Asociada al tema anterior, podemos mencionar como un gran signo de esperanza en medio de la crisis que vivimos, la creciente sensibilidad sobre los efectos de la pandemia en los más invisibles; los ancianos, las mujeres y los niños. Muchas voces se han elevado para recordar que los viejos no son simplemente descartables, que no nos sirve de consuelo imaginar que ellos ya vivieron y que su muerte importa menos que la de los jóvenes, porque en ellos se encuentra la raíz de la sabiduría que compartimos como civilización y que cada vida perdida representa una pérdida irreversible. Valoro también las voces que han llamado la atención sobre la infantilización que padecen los adultos mayores por parte de las políticas públicas, y sobre el pobre imaginario que rodea en muchas sociedades la experiencia de la vejez. Es muy importante reconocer que la vejez es una etapa de la vida que se ha ido alargando y que presenta sus propios desafíos y aprendizajes y que, sobre todo, puede ser fascinante. Sobre este tema en particular me permito recomendar el volumen Envejecer con sentido, de la filósofa Martha C. Nussbaum, que sin ninguna condescendencia nos abre perspectivas muy estimulantes para pensar la vejez.

Las mujeres por su parte, una vez más, han asumido veloz y eficazmente el cuidado de los niños y las labores domésticas, han duplicado o triplicado sus jornadas de trabajo, han comenzado a pagar ya los costos de no poder dedicarse como antes al trabajo que ejercen remuneradamente y, sin ir más lejos, han estado sometidas durante estos meses de cuarentena a índices de violencia de género muy superiores a los habituales. Es vital que la indignación y compasión que se ha expresado globalmente con relación a la realidad de las mujeres se traduzca en la creación de políticas públicas que morigeren los efectos negativos de la pandemia pero, más urgente aún, es desplegar un discurso muchísimo más exigente sobre la respuesta de las instituciones a la violencia sistémica que ellas padecen, en los diversos ámbitos en que despliegan sus vidas.

El desarrollo es también tecnológico

Por último, la pandemia nos ha obligado a mirar de frente la revolución digital en curso, nuestra forma de enseñar y de aprender está cambiando para siempre. Todos aquellos que practicamos la docencia hemos debido familiarizarnos apresuradamente con plataformas, softwares y programas que antes, quizás, mirábamos desde lejos como artilugios de las nuevas generaciones. Debemos identificar las brechas digitales y trabajar para superarlas, la superación de estas brechas puede tener un impacto enorme en el acceso a la información, en la alfabetización, en la inclusión de las personas con discapacidad y, en definitiva, en la manera en que creamos y transmitimos el conocimiento.

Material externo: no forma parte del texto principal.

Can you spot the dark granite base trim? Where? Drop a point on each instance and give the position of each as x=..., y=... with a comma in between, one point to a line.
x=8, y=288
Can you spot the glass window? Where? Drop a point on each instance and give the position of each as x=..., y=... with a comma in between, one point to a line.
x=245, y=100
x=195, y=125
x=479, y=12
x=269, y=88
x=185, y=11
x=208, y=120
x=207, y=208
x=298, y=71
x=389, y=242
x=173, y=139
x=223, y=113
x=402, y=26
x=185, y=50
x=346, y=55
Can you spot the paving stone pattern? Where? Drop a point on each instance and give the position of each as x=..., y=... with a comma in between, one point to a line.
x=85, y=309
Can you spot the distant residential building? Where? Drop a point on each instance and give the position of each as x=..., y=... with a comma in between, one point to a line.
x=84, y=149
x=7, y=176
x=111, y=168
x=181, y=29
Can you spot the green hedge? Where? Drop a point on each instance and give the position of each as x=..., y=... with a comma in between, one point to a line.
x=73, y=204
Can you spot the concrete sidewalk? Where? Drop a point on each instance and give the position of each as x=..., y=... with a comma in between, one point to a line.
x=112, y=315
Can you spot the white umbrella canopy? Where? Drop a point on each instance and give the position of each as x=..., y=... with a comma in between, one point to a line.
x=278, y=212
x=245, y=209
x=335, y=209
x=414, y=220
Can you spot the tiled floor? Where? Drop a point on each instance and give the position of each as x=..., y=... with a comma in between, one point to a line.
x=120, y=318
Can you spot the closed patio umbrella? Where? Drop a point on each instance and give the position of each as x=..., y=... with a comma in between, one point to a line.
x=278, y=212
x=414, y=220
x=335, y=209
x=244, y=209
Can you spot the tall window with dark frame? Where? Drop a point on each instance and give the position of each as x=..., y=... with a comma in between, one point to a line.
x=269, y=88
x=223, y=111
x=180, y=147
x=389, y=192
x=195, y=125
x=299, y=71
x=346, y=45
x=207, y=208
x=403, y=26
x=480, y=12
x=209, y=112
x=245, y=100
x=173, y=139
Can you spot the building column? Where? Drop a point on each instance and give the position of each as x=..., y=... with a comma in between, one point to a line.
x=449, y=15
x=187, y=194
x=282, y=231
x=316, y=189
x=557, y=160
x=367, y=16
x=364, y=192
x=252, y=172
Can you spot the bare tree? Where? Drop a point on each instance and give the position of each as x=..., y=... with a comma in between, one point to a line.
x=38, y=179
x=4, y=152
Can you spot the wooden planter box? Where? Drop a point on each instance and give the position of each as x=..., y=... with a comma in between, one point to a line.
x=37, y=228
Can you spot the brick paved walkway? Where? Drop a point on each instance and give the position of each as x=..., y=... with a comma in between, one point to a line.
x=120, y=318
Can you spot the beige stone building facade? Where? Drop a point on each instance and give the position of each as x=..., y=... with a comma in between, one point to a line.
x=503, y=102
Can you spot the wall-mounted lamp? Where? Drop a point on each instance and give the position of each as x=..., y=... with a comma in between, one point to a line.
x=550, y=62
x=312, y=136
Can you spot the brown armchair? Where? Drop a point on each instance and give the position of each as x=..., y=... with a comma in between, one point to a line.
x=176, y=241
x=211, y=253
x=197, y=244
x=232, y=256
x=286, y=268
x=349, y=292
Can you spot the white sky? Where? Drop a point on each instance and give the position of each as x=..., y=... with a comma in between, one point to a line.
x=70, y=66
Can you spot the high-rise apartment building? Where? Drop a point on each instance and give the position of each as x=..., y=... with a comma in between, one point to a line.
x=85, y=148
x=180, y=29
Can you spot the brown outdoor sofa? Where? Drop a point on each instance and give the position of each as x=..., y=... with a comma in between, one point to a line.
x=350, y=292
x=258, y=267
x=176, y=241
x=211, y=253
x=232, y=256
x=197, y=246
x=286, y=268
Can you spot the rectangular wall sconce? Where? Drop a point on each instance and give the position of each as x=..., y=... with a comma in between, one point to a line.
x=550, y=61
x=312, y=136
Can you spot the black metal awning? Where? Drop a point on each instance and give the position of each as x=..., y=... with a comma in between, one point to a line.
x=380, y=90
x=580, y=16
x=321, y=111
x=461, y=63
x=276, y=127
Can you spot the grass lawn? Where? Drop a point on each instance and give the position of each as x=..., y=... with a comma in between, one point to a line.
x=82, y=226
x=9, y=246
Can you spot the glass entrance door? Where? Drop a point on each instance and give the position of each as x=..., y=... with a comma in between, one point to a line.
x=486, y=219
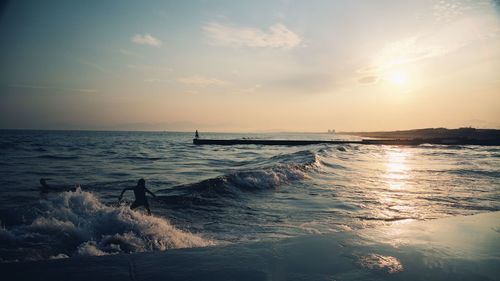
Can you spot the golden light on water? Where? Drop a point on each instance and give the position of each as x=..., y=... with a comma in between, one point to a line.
x=397, y=170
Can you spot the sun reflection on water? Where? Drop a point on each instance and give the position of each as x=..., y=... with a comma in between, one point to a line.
x=397, y=171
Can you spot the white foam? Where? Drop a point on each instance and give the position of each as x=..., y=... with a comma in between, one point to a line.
x=77, y=223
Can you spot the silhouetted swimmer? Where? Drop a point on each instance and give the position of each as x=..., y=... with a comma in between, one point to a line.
x=45, y=188
x=140, y=195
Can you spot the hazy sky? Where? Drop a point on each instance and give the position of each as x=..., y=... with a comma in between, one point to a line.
x=250, y=65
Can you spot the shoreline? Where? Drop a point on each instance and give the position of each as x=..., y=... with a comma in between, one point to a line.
x=442, y=249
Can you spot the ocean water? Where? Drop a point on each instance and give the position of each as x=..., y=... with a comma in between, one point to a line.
x=217, y=195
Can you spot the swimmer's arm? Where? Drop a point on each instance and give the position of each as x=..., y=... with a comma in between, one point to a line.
x=149, y=191
x=123, y=191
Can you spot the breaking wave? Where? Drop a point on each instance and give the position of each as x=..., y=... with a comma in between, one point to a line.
x=77, y=223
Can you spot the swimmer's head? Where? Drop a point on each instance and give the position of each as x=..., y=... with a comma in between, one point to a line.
x=141, y=183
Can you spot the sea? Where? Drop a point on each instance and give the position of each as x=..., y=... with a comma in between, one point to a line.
x=210, y=195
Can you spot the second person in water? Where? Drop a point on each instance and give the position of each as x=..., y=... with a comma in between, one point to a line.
x=140, y=195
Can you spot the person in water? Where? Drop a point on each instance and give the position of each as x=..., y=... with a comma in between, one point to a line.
x=45, y=187
x=140, y=195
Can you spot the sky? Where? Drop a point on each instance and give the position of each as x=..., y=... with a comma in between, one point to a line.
x=249, y=66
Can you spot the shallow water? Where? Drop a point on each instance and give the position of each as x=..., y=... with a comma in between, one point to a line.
x=222, y=194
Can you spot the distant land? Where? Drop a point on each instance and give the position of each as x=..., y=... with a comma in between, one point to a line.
x=434, y=133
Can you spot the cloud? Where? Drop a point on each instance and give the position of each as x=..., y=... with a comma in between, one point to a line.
x=41, y=87
x=130, y=53
x=98, y=67
x=201, y=81
x=147, y=39
x=277, y=36
x=368, y=79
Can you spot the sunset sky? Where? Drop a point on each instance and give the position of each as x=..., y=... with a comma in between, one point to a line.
x=250, y=65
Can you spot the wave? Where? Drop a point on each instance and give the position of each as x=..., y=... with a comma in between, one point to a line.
x=272, y=174
x=58, y=157
x=77, y=223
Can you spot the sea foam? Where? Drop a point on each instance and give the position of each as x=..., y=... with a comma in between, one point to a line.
x=77, y=223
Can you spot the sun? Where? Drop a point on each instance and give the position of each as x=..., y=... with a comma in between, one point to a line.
x=398, y=78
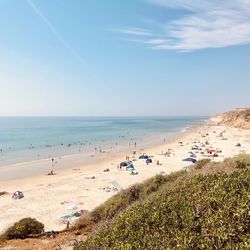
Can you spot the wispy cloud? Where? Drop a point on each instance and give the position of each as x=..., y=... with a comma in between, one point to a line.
x=134, y=31
x=54, y=31
x=206, y=24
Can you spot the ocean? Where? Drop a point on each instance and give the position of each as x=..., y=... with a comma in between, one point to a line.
x=25, y=139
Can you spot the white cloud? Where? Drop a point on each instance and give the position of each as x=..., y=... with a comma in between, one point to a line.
x=54, y=31
x=134, y=31
x=206, y=24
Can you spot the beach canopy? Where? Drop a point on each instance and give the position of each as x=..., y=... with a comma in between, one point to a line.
x=123, y=164
x=17, y=195
x=192, y=154
x=143, y=157
x=131, y=166
x=211, y=150
x=190, y=159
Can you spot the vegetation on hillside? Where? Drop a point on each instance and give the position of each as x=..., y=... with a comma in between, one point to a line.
x=189, y=210
x=23, y=228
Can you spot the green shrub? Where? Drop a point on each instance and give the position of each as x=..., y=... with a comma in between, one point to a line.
x=125, y=198
x=201, y=163
x=195, y=212
x=23, y=228
x=240, y=161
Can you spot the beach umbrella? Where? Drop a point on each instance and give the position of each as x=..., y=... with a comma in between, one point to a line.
x=123, y=164
x=143, y=157
x=210, y=150
x=190, y=159
x=130, y=166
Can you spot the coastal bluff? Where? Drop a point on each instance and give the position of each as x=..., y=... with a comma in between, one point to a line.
x=238, y=118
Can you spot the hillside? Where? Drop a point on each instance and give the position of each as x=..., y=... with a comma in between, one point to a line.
x=239, y=118
x=186, y=210
x=204, y=208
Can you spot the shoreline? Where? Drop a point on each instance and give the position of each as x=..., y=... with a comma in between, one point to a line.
x=47, y=198
x=22, y=170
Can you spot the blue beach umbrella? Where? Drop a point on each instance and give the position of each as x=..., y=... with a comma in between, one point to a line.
x=190, y=160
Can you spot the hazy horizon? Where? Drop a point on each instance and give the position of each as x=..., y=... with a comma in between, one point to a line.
x=132, y=58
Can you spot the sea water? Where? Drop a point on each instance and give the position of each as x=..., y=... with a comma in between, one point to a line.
x=25, y=139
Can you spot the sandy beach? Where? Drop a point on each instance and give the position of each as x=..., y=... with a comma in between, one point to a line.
x=53, y=199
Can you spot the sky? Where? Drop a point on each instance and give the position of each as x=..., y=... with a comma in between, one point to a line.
x=123, y=58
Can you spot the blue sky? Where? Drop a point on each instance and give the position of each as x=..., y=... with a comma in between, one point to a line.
x=133, y=57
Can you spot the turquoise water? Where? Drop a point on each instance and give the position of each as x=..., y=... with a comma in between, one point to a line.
x=25, y=139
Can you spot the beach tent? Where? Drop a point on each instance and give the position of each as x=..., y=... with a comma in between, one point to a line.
x=143, y=157
x=210, y=150
x=17, y=195
x=192, y=154
x=129, y=167
x=190, y=159
x=123, y=164
x=149, y=160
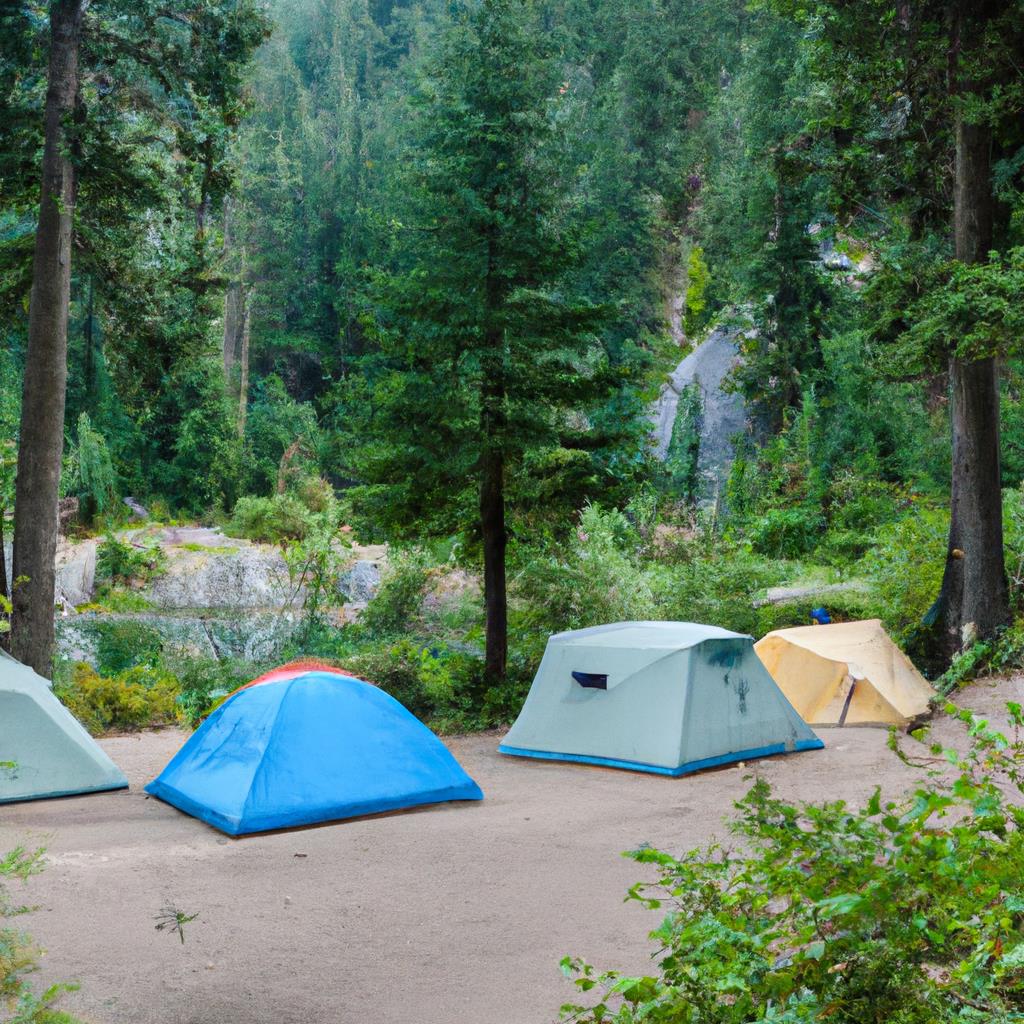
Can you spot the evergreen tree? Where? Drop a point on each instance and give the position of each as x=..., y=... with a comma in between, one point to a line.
x=485, y=365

Necesitamos reflexionar, nombrar y discernir esta revolución digital, para comprender lo que de ella nos ayuda y lo que no, para elegir libremente la gestión que de ella haremos, y para ponerla al servicio de todos, especialmente de quienes llevan mucho tiempo esperando los beneficios del desarrollo. Esta tarea debe ser llevada a cabo en paralelo con una alfabetización tecnológica pensada en función de los bienes humanos que queremos proteger, poniendo las preguntas adecuadas y fomentando siempre una mirada crítica.

Conclusión

En resumen, podemos imaginar un futuro que a partir de esta dura experiencia de la pandemia del Covid-19, y es posible que este momento sea una gran oportunidad para mirar nuestra historia y recuperar aquellas intuiciones fundamentales que como Continente hemos ido descubriendo sobre la justicia y el desarrollo. Podemos volver a preguntarnos sobre el significado de la solidaridad, y exigir/nos nuevos estándares de gobernanza, reconocimiento e inclusión.

Nuestras convicciones como cristianos latinoamericanos son una buena base para ser interlocutores vigentes, activos y fructíferos a la hora de responder a los nuevos dilemas que, como humanidad vamos descubriendo, especialmente en los casos que hemos mencionado.